Verbesserte Abzugsmöglichkeiten bei Spenden

Im Jahr 2007 hat der Bundesrat das "Gesetz zur Stärkung des bürgerschaftlichen Engagements" verabschiedet, das damals die Abzugsmöglichkeiten bei Spenden neu geregelt hat.

Danach darf man Zuwendungen bis zu 20 Prozent des steuerpflichtigen Einkommens steuermindernd geltend machen. Diese Regelung gilt auch für Stiftungen!

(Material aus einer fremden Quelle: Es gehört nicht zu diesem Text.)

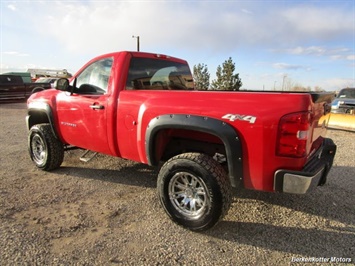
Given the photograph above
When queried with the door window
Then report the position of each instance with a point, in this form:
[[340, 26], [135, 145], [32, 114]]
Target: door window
[[94, 79]]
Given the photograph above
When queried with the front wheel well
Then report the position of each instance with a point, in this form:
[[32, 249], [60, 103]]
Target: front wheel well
[[36, 117]]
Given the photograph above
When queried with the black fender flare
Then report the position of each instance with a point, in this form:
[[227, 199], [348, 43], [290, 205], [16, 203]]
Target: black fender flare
[[213, 126], [40, 107]]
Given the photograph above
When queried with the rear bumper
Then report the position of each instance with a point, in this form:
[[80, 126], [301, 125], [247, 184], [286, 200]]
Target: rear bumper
[[313, 174]]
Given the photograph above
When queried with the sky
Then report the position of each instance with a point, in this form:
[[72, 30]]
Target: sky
[[274, 44]]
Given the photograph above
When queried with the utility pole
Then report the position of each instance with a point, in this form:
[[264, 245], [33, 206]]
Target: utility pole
[[137, 37]]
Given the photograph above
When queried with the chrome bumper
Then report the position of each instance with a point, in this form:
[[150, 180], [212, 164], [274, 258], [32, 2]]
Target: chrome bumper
[[313, 174]]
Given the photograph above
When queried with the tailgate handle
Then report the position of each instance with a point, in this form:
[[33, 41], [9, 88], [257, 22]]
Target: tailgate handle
[[97, 107]]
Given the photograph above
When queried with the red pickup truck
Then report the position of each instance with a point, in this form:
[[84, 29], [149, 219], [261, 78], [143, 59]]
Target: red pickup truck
[[143, 107]]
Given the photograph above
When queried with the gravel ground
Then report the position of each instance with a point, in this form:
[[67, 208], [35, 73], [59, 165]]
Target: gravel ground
[[106, 212]]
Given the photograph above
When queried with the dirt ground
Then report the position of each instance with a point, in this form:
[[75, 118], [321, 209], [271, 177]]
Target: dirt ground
[[106, 212]]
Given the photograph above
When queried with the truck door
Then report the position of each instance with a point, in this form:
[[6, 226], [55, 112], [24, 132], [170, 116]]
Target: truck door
[[82, 115]]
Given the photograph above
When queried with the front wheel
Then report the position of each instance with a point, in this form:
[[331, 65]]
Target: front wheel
[[46, 151], [194, 190]]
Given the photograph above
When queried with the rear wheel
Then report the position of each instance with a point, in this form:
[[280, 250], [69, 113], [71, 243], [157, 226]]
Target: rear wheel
[[46, 151], [194, 190]]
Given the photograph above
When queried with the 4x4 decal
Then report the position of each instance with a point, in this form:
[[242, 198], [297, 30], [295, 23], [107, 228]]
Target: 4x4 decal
[[233, 117]]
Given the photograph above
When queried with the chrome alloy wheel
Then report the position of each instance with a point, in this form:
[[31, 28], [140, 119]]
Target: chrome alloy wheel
[[39, 150], [189, 195]]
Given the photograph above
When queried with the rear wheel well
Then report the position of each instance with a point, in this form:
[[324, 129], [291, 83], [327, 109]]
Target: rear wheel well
[[169, 143]]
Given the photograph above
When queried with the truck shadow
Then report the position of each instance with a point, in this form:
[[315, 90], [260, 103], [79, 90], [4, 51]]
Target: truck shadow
[[338, 241], [303, 242], [139, 175], [335, 200]]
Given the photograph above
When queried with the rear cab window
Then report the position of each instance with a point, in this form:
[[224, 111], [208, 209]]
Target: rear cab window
[[158, 74]]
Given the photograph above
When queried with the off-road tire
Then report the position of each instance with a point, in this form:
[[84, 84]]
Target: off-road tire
[[194, 190], [46, 151]]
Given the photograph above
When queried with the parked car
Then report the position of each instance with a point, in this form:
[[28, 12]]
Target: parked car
[[344, 103], [144, 107], [13, 87]]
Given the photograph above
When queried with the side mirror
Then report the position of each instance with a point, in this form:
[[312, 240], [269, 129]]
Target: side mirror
[[62, 84]]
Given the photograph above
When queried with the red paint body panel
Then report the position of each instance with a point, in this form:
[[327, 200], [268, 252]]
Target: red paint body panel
[[119, 128]]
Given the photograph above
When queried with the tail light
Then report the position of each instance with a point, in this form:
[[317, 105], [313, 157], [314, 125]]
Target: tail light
[[293, 135]]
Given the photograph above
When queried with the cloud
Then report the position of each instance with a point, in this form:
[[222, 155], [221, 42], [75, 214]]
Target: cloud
[[13, 53], [109, 25], [288, 66], [12, 7]]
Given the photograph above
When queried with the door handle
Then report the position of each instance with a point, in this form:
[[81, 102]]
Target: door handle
[[97, 107]]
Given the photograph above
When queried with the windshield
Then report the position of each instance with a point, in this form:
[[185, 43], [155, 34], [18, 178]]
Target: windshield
[[158, 74], [347, 93]]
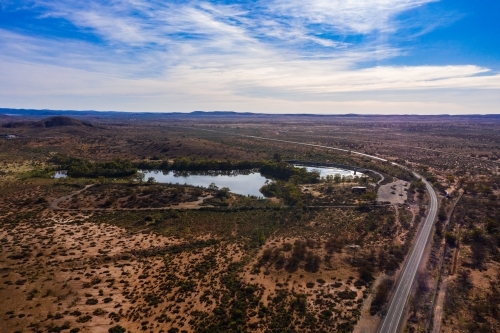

Die Vermögensausstattung von Stiftungen können im Jahr der Zuwendung und in den neun folgenden Jahren bis zu einer Höhe von insgesamt € 1.000.000,- als Spende abgesetzt werden (§ 10bAbs 1a EStG). Der Sonderausgabenabzug gilt damit auch für Zustiftungen, die erst nach Ablauf des Gründungsjahres erfolgen. Verheiratete können den Betrag von 1 Mio. € pro Ehegatte, und damit doppelt, geltend machen.

Und schließlich gilt: Wenn man in einem Jahr mehr gespendet hat, als man steuerlich absetzen kann, kann man die Absetzung auch für künftige Jahre vortragen lassen.

Weiterhin sind Zuwendungen an eine bereits bestehende gemeinnützige Stiftung schenkungsteuer- bzw. erbschaftsteuerfrei. Die Steuer erlischt auch rückwirkend, wenn ein Erbe oder Beschenkter die durch die Erbschaft oder Schenkung erworbenen Gegenstände innerhalb von 24 Monaten einer Stiftung zuwendet.

Für Spenden bis zu 200 € reicht ein einfacher Bareinzahlungsbeleg oder eine Buchungsbestätigung als Nachweis gegenüber dem Finanzamt. Wir stellen Ihnen jedoch gerne eine Spendenquittung aus - Sie müssen nur überweisen.

Es lohnt sich also auch steuerlich etwas Gutes zu tun!